永澤:それは物語ですからニートは違うんですね。
宮永:そう、だからニートはそういうものは持っていない。アノミーの場合は、持っていないんですよね。そういうものをね。だからそれをアノミーと言ったと思うんですが、そうするとすごくクラシックな状況のように思えてきたんですけれど。
永澤:十年前どころか、60年代から引きこもりの第一世代と言われている人たちは出てきているわけです。問題になり始めているのは、不登校とかそういったことは70年代に、60年くらいに、私もその世代ですけれど産まれた人が学校に行かなくなったり、脱落していったりする頃からです。落ちこぼれということで、問題として、はっきり社会問題としてターゲットにできるのはすでに70年代の初頭ですから、そういう意味では40年、30年くらい前ですけど、私の用語では昔ながらの問題ではないわけです。70年代以降というのは。
大越:まあ我々の時代が悪いことをしたといえば、(笑)宮永さんも同じなんだけど。本当は、ここまで言及したくなかったのだけど、実は60年代後半で学生運動やりましたよね。あれは何かというと、知性を壊したのですよ。知性を壊すことは何かというと、学ということの根本を叩き割ってしまったのです。つまり価値観を全く無にしたところで、それ以後はずっとおかしな問題が出てきて、と僕は思っております。同世代の方。(笑)
宮永:全く同世代です。いや、私は学生運動に関して被害者だと思っています。いろんな意味で、学生運動をやってた人と話し合って説得して、向こうが説得されちゃって、もっと上の人が出てきてあいつとは口聞くな、という話になったりその後もいろいろあったんですけど、それはそれで良いのですが。
そうではなくて、やっぱり日本は裕福になったので、学生運動も丁度裕福になる、貧しかった日本から、裕福になるところに出てきたのだと思うんですよね。学生は身軽だからそういうことをやったので、それ自身は力が無かったけど、やっぱり学生だから自分がやっていることが何かすごいことだと思いたかったのだとしか私には思えないのですね。それで当時だってクールな人はいたので、学生があんなことをして時代を変えられるかと思っていて、そういう人たちが上のジェネレーションにいらして、ここにもいらっしゃいますけども、クールにそれを見ながら運動した人や何かをあとから取り込んで、力にして日本の繁栄の時代を築いたと私は思っているのです。それでその結果、周辺的なところにもお金が回りだしたので、60年代までは脱サラしても成功しなかったわけですよね。本当に会社がいやで、脱サラした人たちというのは、結局は挫折してしまった。ところが、70年代の後半から80年代になると、脱サラしても生きていけるようになったわけですね。90年代に入ると、経済は右肩上がりではなくなったかもしれませんけれども、周辺に結構お金があるので、会社に必ず属さなければ食べていかれないということはなくなったわけです。
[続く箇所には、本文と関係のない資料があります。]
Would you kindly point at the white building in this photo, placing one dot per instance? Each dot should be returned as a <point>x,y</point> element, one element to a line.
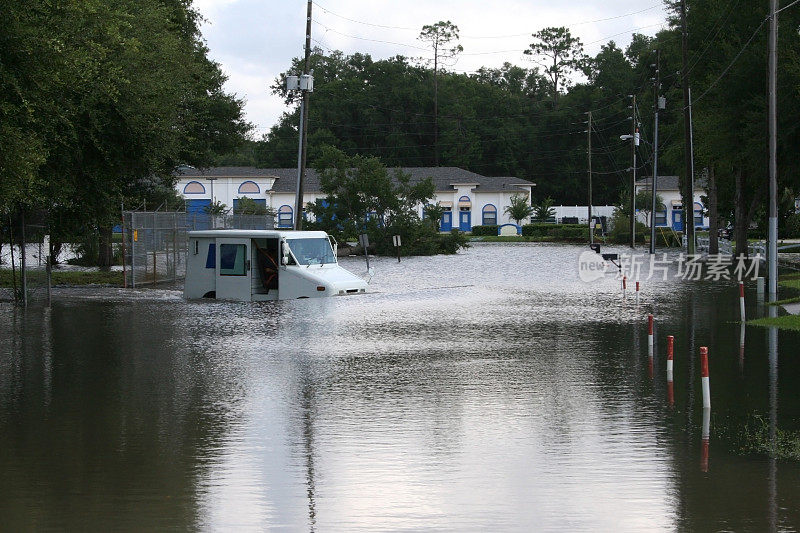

だからこそ、このニートという言葉が出てきているのだと思うのです。これは、村中さんには電話で言ったのですが、この最初の部分もそうだと思うのです。これは確かに頭文字なんですけれども、頭文字が、これスペリングも違うのですけれど耳から聞いたときに「neat?」なんですよね。この人たちはイギリスだったらば、階級に属していないのです。そこがすごくニートなんですよ。それは英語、アメリカ語で言ったら、アメリカ人だったら「cool」というところなんです。それをイギリス人は「cool」と言わないから、「neet」なんです。すごく「neet」だと思うのです。階級に属さないで。どこかよく分からない社会空間のあいだを浮遊している。それが、どんどんプランクトンのように、増えていくというのは、すごくニートだと思うんです、ある見方をすれば。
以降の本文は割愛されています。